Mathematical Induction and Divisibility $7\mid 11^n-4^n$ Prove $11^{n} - 4^{n}$ is divisible by 7 for all natural numbers n.
I know this holds for the base case of n = 1. Am I supposed to use $11^{n + 1} - 4^{n + 1}$ for the induction step?
Any help would be greatly appreciated!
Thank you in advance!
 A: We have that $11\equiv 4 \pmod{7}.$ Thus 
$11^n\equiv 4^n \pmod{7}, \forall n\in\mathbb{N}.$ That is, $11^n-4^n$ is divisible by $7.$
If you want to use induction note that
$$11^{n+1}-4^{n+1}=(7+4)\cdot11^n-4\cdot4^n=7\cdot 11^n+4\cdot(11^n-4^n).$$ Now $7\cdot 11^n$ and $11^n-4^n$ are multiples of $7$ (the second one using the induction hypothesis).
A: Without induction: $11^n-4^n=(11-4)(11^{n-1}+11^{n-2}\cdot 4 + \cdots + 4^{n-1})$ where $11-4=7$.
A: Instead of induction, write $11^n$ as $(7+4)^n$ and expand using the binomial theorem.

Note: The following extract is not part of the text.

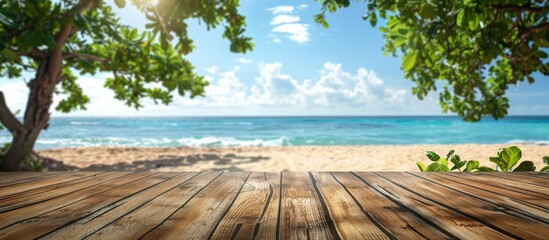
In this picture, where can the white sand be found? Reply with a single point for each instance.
(308, 158)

After you subtract away the $4^n$ term, every remaining term has at least one factor of $7$.
A: If you have proved the base case, now move on to the induction step.
Assume $n=k$, and that $7|(11^k - 4^k)$. This means that $11^k - 4^k = 7M$
Now prove your induction step.
So that: $7|(11^k - 4^k) \to 7|(11^{k+1} - 4^{k+1})$
A: First, show that this is true for $n=1$:
$11^{1}-4^{1}=7$
Second, assume that this is true for $n$:
$11^{n}-4^{n}=7k$
Third, prove that this is true for $n+1$:
$11^{n+1}-4^{n+1}=$
$11(11^{n})-\color\green{4}(4^{n})=$
$11(11^{n})-(\color\green{11-7})(4^{n})=$
$11(11^{n})-11(4^{n})+7(4^{n})=$
$11(\color\red{11^{n}-4^{n}})+7(4^{n})=$
$11(\color\red{7k})+7(4^{n})=$
$7(11k)+7(4^{n})=$
$7(11k+4^{n})$

Please note that the assumption is used only in the part marked red.
A: Another way to to do it without induction is to note that the mod cycles for powers of $11$ and $4$ modulo congruent to $7$ correspond to each other. 
$$\begin{equation}\begin{aligned}11 &\equiv 4 \pmod 7\\ 11^2 &\equiv 2 \pmod 7\\ 11^3 &\equiv 1 \pmod 7 \\ 11^4 &\equiv 4 \pmod 7 \\ &\vdots\end{aligned}\end{equation}$$
$$\begin{equation}\begin{aligned}4 &\equiv 4 \pmod 7\\ 4^2 &\equiv 2 \pmod 7\\ 4^3 &\equiv 1 \pmod 7 \\ 4^4 &\equiv 4 \pmod 7 \\ &\vdots\end{aligned}\end{equation}$$
So for any $n$, $11^n \equiv 4^n \equiv r \pmod 7$, so $11^n - 4^n \equiv r - r \pmod 7 \implies 11^n - 4^n \equiv 0 \pmod 7$ as desired.